Data Science for Development

Man in Afghanistan holding phones | Jan Chipcase

CEGA researchers helped foster a landmark policy reform in Afghanistan.

In 2018, CEGA researchers helped foster a landmark policy reform in Afghanistan, in partnership with the Ministry of Education.

Afghanistan remains one of the world’s poorest and most fragile states, largely supported by foreign aid. The US alone has spent $133 billion on civilian reconstruction and is committed to continue support for the foreseeable future.

In 2015–in the face of public sector corruption and inefficiencies–the President of Afghanistan announced the transition to Mobile Salary Payments (MSP) for payment of civil servants’ wages. CEGA researchers Joshua Blumenstock and Michael Callen, along with collaborator Tarek Ghani, worked closely with the government to design and study the reform.
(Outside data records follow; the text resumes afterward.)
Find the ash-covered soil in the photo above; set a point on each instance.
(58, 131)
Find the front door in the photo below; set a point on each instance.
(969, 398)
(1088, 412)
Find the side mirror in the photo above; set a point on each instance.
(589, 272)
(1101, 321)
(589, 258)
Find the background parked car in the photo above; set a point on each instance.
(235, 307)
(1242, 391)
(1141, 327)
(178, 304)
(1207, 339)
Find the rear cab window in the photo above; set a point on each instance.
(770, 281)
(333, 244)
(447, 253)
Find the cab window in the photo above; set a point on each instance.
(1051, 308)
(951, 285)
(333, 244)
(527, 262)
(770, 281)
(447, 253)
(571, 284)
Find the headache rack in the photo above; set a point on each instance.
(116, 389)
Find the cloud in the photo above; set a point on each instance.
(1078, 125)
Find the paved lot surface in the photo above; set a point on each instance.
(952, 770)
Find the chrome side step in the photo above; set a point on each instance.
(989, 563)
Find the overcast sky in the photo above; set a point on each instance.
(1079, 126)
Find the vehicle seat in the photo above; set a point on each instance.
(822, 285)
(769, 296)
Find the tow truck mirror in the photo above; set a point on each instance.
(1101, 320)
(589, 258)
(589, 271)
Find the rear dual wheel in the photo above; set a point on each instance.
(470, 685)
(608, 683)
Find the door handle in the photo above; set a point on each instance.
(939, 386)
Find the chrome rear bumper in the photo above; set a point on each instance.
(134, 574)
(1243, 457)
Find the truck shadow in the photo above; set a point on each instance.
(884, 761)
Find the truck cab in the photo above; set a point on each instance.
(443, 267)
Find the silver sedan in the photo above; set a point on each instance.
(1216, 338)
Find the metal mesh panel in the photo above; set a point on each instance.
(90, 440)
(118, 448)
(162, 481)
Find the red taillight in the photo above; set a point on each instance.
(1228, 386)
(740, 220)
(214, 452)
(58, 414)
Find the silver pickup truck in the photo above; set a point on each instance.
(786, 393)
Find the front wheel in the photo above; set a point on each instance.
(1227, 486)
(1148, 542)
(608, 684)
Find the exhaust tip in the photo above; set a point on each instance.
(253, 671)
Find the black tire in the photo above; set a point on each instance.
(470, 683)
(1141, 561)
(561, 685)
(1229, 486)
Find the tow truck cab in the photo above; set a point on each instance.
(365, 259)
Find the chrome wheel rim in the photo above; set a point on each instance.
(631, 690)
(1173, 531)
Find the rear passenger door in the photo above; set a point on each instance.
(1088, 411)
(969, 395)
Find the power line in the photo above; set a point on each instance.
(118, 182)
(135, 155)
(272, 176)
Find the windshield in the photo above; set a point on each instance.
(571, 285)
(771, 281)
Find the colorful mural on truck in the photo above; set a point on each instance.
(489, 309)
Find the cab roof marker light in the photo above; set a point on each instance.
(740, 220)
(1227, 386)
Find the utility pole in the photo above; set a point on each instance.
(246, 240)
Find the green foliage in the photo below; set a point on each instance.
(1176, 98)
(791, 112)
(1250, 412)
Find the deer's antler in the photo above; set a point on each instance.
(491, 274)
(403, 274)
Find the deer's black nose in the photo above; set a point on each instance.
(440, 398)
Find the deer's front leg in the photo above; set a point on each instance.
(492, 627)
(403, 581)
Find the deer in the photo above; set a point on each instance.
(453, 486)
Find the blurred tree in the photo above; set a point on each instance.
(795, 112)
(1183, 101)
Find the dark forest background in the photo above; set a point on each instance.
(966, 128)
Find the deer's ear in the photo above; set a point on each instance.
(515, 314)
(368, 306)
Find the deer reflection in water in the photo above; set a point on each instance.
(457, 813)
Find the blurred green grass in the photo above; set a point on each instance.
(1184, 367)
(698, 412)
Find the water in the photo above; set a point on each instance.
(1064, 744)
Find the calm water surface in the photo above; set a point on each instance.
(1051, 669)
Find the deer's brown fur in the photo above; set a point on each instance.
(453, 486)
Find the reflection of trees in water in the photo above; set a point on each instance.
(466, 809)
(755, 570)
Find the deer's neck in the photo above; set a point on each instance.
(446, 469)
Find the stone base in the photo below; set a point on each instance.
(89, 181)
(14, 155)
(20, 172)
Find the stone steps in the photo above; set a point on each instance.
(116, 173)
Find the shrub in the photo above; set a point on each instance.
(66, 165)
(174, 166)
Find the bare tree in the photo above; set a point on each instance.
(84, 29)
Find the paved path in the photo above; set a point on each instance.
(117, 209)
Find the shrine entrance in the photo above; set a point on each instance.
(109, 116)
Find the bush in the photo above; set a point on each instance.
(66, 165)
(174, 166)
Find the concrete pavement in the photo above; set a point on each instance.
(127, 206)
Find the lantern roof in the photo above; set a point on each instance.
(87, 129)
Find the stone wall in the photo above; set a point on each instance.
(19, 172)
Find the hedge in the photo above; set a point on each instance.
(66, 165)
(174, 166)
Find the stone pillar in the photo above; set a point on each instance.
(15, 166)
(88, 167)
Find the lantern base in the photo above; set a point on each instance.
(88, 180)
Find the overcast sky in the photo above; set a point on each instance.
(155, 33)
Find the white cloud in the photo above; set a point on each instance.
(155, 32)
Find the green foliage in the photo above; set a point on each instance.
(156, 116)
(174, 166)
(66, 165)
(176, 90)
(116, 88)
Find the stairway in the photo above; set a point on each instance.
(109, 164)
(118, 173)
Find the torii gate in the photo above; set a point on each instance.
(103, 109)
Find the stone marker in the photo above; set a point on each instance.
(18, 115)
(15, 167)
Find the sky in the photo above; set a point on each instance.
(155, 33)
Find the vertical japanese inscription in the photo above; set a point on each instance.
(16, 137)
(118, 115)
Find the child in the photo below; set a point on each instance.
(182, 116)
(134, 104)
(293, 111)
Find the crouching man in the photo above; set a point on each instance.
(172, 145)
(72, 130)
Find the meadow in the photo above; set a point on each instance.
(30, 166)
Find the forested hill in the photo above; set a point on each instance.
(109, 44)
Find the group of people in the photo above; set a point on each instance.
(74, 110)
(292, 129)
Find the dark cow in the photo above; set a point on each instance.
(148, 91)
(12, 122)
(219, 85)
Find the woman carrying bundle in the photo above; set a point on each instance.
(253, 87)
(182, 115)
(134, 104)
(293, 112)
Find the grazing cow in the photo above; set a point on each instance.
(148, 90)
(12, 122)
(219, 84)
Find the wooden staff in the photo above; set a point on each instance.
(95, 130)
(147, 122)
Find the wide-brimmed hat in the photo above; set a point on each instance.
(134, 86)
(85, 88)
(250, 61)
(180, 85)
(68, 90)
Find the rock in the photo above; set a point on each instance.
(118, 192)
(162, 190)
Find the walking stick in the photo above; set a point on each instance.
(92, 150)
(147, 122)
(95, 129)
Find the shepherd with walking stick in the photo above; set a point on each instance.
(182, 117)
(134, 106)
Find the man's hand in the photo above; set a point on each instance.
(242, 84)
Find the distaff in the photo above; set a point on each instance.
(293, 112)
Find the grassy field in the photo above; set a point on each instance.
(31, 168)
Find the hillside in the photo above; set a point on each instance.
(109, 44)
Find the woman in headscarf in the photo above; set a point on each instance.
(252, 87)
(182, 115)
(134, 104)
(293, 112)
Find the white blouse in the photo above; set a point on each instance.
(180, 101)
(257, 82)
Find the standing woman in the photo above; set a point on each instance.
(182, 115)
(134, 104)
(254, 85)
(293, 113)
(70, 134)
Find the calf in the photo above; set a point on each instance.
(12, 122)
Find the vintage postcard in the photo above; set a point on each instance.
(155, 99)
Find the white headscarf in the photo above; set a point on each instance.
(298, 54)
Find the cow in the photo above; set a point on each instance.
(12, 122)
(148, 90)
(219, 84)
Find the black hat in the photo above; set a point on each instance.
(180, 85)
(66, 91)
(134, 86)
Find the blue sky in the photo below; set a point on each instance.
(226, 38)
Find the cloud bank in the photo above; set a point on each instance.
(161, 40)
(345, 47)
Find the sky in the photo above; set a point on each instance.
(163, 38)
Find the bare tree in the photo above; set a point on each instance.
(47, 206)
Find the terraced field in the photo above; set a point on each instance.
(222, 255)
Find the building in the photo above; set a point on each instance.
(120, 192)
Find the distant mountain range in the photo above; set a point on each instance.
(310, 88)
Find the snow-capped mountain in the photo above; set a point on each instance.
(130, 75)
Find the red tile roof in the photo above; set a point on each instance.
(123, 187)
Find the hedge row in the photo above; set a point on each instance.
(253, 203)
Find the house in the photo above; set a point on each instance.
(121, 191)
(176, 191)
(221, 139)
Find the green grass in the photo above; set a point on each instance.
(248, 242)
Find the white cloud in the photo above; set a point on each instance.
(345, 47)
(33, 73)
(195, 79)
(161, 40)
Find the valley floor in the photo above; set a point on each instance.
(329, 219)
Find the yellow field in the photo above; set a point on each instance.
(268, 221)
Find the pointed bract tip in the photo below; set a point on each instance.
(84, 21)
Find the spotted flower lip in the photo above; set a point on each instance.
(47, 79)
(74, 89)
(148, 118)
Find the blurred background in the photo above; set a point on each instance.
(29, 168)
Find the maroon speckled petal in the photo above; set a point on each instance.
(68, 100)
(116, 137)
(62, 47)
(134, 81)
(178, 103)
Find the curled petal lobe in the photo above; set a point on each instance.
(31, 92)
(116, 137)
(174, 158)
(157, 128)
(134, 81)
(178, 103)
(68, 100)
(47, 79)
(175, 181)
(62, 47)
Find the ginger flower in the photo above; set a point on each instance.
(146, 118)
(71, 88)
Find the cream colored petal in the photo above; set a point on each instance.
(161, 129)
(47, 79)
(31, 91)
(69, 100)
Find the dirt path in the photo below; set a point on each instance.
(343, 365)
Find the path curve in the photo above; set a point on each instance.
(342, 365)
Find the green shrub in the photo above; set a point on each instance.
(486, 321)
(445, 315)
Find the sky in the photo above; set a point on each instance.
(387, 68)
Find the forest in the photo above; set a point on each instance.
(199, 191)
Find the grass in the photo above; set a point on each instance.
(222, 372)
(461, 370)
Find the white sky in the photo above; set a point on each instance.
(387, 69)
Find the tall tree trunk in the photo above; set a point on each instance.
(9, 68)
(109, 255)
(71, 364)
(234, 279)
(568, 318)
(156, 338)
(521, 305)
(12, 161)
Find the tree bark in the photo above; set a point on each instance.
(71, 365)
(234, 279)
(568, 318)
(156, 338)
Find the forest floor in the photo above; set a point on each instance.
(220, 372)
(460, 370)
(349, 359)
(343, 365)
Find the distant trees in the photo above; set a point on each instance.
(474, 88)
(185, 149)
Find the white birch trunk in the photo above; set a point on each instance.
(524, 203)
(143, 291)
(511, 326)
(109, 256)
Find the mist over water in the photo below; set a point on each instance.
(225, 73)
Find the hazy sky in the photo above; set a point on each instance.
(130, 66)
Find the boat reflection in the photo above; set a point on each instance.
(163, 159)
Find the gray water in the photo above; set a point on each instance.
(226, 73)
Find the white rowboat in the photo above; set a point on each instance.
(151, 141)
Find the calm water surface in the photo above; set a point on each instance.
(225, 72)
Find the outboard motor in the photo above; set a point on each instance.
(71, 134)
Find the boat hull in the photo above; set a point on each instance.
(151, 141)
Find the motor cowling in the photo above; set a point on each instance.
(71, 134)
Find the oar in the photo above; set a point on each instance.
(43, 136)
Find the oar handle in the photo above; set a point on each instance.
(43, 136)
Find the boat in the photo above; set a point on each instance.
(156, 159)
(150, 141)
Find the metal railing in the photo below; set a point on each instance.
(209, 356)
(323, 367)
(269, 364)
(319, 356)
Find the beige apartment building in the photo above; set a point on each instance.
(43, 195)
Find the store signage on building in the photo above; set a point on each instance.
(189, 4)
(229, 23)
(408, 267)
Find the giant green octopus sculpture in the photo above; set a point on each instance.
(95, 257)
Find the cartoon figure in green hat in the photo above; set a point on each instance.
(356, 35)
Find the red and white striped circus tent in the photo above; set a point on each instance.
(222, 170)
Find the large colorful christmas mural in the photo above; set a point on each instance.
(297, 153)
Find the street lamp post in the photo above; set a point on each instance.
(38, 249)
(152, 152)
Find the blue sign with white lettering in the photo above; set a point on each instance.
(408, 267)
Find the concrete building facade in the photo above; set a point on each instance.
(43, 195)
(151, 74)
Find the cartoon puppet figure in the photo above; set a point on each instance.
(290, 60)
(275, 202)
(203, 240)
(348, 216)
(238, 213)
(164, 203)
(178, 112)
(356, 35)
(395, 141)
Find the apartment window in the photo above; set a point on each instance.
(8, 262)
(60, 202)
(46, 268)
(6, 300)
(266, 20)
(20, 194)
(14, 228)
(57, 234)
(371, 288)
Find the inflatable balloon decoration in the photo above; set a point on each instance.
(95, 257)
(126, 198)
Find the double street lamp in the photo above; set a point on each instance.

The team evaluated the costs and benefits of mobile payments, and helped to streamline the registration process, all while developing insights for scale-ups in other countries.

With CEGA’s support, MSPs have been implemented for approximately 4,000 Afghan government workers to date, with the goal of expanding to 30,000 Ministry of Education employees by the end of 2018.

We’ve discovered an immediate benefit of MSPs is a reduction in the disappearance of worker salary due to corruption (“leakage”). Indirect benefits include ensuring workers receive their salaries in full and on time, helping workers automatically save for their retirement, and expanding opportunities for financial inclusion in Afghanistan more broadly.